New groundbreaking images of one of the brain’s fastest-acting proteins are providing critical clues that may lead to the development of targeted therapies to treat epilepsy and other brain disorders.

The lightning-fast moves of the brain’s kainate receptor are indispensable for neuron-to-neuron communication but create a quandary for structural biologists trying to capture images of the receptor in action.

When called into action, a kainate receptor embedded in the surface of a neuron opens its ion channel, then slams the channel shut within milliseconds.

“That’s the key problem for structural biologists: You have to freeze these molecules moments before the channel closes,” says the senior author. 

“But it takes about 30 seconds to freeze a molecule, and that’s just too slow.”

It’s not that structural biologists—scientists who obtain images and build models of life’s molecules—haven’t tried. 

Dysfunction in the kainate receptor is involved in epilepsy and has been implicated in many other brain disorders, including depression, anxiety, and autism. It’s a desirable target for drug developers, but only a few approved drugs safely target the receptor. 

“Everyone is trying to get images of the receptor in action so we can understand how it works and design drugs to control it,” the author says.

“Capturing images of the active receptor was a long-standing scientific problem that we were trying to solve,” says the lead author. The amount of time that the channel remains open during activation, a few milliseconds, is too short to perform conventional freezing of the receptor for cryo-electron microscopy (cryo-EM), the structural biology technique used by the lab to image life’s molecules.

To obtain images of the receptor in action, the team developed two different tricks that slow channel closure and speed up the freezing process.

First, the team looked for molecules that stick to the receptor and keep it open. They found two such molecules—BPAM and lectin Concanavalin A. The small drug-like molecule BPAM prolonged the channel opening by a few hundred milliseconds, but the delay was still insufficient to capture the channel in an open state. Only after addition of the lectin, a protein that binds to sugars decorating glycoproteins, did the channel remain open for several seconds.

Electrophysiological recordings were key to figuring out the timing. “With these recordings, I found that BPAM or lectin alone was incapable of maintaining the channel open long enough,” says a co-author. “When I saw the synergistic effect of BPAM and lectin together, it was like a Eureka moment for us.”

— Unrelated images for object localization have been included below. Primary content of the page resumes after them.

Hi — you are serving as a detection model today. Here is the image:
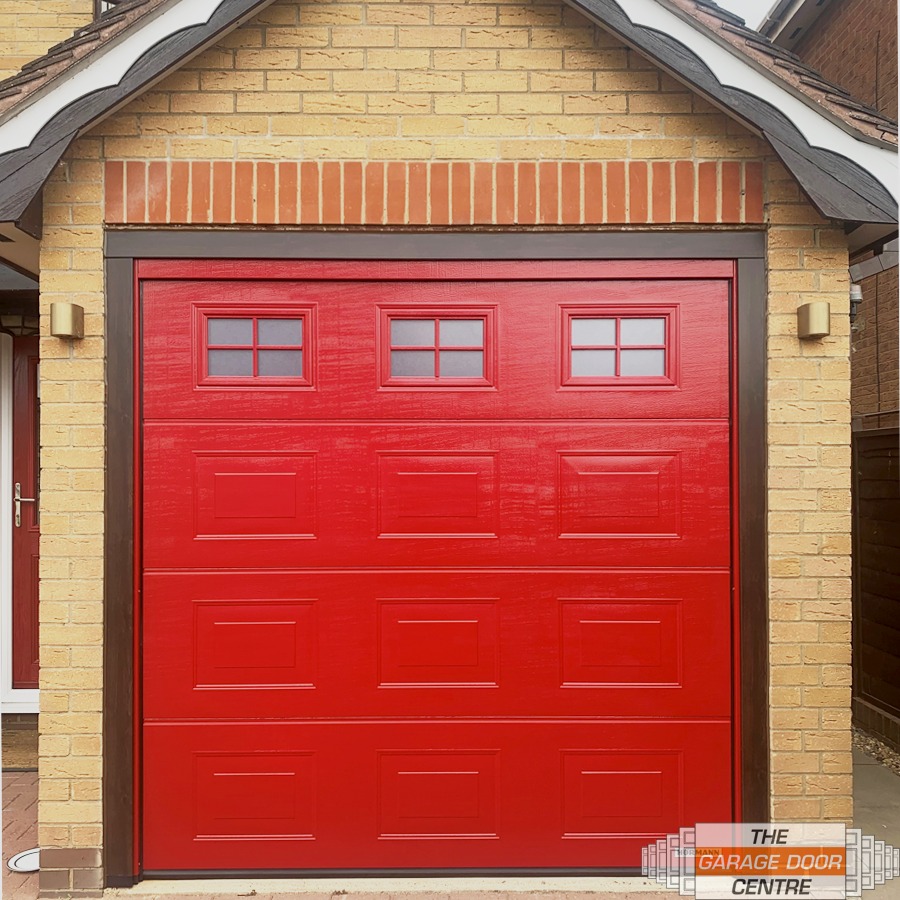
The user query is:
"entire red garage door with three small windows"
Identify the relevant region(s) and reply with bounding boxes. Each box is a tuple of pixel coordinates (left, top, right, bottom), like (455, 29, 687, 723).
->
(142, 263, 733, 871)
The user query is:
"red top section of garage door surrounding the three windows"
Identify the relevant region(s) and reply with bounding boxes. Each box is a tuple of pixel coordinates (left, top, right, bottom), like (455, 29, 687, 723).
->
(143, 279, 730, 422)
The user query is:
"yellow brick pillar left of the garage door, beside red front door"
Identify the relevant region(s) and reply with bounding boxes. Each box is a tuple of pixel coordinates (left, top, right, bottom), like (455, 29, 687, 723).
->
(39, 138, 105, 847)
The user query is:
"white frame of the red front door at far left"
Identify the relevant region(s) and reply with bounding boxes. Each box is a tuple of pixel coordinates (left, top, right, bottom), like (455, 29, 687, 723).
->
(0, 334, 38, 713)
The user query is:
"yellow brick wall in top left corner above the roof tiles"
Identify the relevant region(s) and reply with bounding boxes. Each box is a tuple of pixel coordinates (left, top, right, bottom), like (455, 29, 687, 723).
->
(0, 0, 94, 79)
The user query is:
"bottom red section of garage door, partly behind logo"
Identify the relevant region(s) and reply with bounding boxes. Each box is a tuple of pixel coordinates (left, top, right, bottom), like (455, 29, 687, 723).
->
(144, 719, 731, 871)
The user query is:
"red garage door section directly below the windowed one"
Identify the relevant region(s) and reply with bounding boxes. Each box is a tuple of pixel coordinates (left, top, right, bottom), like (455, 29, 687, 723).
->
(144, 421, 731, 568)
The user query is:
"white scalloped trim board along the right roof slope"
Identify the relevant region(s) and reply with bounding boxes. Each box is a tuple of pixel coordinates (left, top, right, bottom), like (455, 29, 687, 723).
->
(615, 0, 900, 200)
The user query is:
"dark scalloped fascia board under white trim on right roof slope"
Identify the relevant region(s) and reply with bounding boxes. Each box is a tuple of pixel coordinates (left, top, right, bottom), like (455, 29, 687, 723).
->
(565, 0, 898, 223)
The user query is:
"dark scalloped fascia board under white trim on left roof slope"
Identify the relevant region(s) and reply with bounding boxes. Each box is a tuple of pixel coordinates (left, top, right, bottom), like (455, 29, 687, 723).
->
(0, 0, 273, 222)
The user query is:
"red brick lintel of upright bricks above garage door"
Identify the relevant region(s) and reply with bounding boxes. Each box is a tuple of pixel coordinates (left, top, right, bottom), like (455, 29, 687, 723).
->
(106, 160, 763, 226)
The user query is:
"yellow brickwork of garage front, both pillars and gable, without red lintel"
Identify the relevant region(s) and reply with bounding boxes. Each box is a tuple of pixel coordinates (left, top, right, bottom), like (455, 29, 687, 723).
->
(40, 0, 851, 864)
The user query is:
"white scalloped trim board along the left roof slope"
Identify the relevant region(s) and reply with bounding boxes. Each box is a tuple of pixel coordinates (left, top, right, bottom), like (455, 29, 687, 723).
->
(0, 0, 232, 154)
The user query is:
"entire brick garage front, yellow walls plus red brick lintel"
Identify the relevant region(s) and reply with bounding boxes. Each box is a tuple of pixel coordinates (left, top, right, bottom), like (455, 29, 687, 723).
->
(28, 0, 852, 884)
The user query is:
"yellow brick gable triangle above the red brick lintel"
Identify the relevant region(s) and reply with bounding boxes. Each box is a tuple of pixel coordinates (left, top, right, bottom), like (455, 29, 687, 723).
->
(94, 0, 765, 160)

Several seconds was still too fast for conventional cryo-EM freezing, which takes about 30 seconds to plunge the sample into liquid ethane and ready it for imaging. So another co-author designed a robotic plunger to dunk the sample in less than 3 seconds, trapping the receptors (bound to BPAM and lectin) in an open state.

With the robotic plunger and the molecular stabilizers, the team captured images of the kainate receptor in a variety of open configurations.

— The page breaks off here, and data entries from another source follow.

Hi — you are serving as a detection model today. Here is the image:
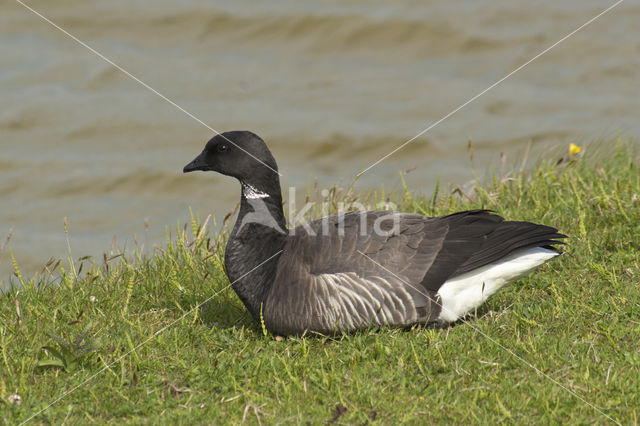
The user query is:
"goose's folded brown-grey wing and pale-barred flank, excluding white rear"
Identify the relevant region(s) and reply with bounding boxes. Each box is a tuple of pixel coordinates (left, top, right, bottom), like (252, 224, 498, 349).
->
(265, 210, 564, 334)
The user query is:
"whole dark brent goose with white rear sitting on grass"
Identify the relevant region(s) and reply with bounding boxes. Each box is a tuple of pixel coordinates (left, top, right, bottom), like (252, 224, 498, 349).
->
(183, 131, 566, 335)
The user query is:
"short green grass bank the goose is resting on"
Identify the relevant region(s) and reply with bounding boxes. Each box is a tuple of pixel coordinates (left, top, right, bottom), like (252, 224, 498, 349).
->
(0, 141, 640, 424)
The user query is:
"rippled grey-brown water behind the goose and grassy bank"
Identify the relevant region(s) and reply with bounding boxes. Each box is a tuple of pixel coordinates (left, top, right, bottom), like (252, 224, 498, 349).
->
(0, 0, 640, 281)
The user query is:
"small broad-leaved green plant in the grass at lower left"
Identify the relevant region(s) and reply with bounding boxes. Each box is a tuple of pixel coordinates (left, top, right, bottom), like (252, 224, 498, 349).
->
(37, 324, 95, 372)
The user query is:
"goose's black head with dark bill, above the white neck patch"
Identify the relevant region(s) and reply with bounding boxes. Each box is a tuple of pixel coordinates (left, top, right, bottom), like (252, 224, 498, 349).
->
(183, 130, 278, 183)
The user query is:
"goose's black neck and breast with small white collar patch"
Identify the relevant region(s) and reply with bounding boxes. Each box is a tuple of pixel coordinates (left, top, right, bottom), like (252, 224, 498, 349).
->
(225, 180, 287, 321)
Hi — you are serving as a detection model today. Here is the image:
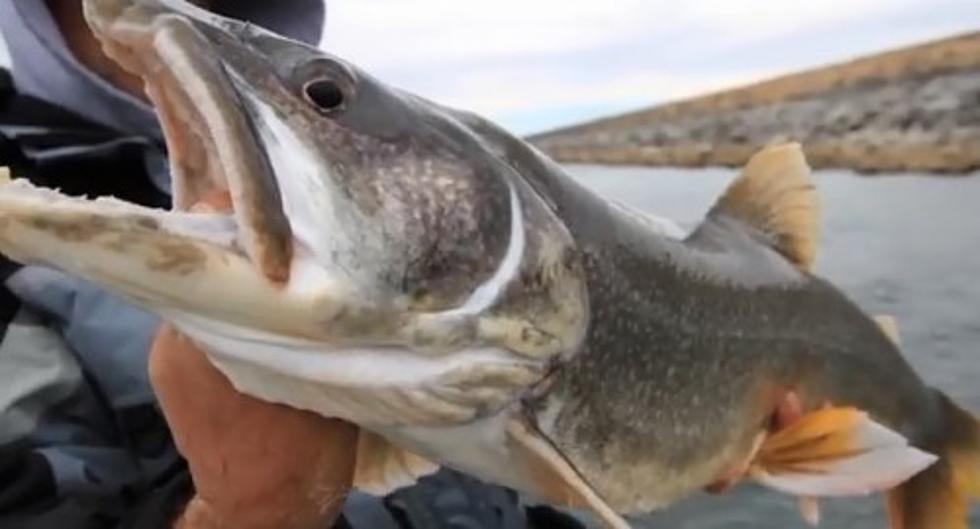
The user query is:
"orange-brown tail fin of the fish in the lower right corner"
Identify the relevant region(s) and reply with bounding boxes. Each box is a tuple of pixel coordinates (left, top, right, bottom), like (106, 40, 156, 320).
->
(886, 391, 980, 529)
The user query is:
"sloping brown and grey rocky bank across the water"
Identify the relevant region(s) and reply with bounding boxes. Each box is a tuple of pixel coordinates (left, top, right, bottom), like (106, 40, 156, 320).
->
(530, 32, 980, 173)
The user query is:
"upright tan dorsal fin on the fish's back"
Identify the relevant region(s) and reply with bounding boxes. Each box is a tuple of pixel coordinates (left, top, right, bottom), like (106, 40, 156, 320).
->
(708, 143, 820, 270)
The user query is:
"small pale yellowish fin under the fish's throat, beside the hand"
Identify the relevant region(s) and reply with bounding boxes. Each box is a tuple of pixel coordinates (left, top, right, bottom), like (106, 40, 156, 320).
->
(354, 429, 439, 496)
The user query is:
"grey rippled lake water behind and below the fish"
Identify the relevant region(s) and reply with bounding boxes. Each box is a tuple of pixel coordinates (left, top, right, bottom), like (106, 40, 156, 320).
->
(569, 166, 980, 529)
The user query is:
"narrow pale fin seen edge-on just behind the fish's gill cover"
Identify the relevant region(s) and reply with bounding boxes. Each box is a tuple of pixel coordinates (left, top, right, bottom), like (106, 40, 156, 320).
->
(507, 420, 630, 529)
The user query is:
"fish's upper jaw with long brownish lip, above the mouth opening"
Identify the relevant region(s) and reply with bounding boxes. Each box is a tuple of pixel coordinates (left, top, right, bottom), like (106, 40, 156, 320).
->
(84, 0, 293, 282)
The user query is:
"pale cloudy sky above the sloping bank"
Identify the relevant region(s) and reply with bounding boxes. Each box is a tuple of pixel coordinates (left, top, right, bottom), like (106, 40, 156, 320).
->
(0, 0, 980, 133)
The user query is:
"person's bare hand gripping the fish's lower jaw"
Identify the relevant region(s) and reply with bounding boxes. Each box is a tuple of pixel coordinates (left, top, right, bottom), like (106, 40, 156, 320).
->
(149, 194, 358, 529)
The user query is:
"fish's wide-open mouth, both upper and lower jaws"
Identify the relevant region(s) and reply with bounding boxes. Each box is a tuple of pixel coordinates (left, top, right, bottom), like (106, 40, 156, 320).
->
(2, 0, 353, 338)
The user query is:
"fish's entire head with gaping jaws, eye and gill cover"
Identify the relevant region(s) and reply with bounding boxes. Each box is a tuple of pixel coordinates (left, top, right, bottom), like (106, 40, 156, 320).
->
(0, 0, 588, 424)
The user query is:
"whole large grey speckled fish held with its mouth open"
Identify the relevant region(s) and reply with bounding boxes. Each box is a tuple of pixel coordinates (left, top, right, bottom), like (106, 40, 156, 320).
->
(0, 0, 980, 529)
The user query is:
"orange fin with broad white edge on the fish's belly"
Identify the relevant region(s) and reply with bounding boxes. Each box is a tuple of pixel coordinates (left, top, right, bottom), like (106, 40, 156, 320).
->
(750, 408, 936, 497)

“Both innovations were necessary," the senior author says. “We wouldn’t have been able to capture the receptor’s open states with just one or the other.”

The images of the open kainate receptor provide critical information for drug developers.

Some drugs, ion channel blockers, act like corks in wine bottles and plug open channels. “You need the structure of an open channel in order to create a drug that is a perfect, atom-to-atom fit,” the senior author says.

The images also show how perampanel, an epilepsy drug that targets kainate receptors, could be optimized to target specific versions of kainate receptors and provide more precise medicines for patients. Already, collaborators are using the lab images to explore with computer modeling possible changes to the drug.

The methods developed by the team should help other investigators obtain more images of open kainate receptors and other types of molecules that work quickly.

“The more images we have, the better the models will be, and hopefully the better our drugs will be,” the senior author says.

The research was published in Nature.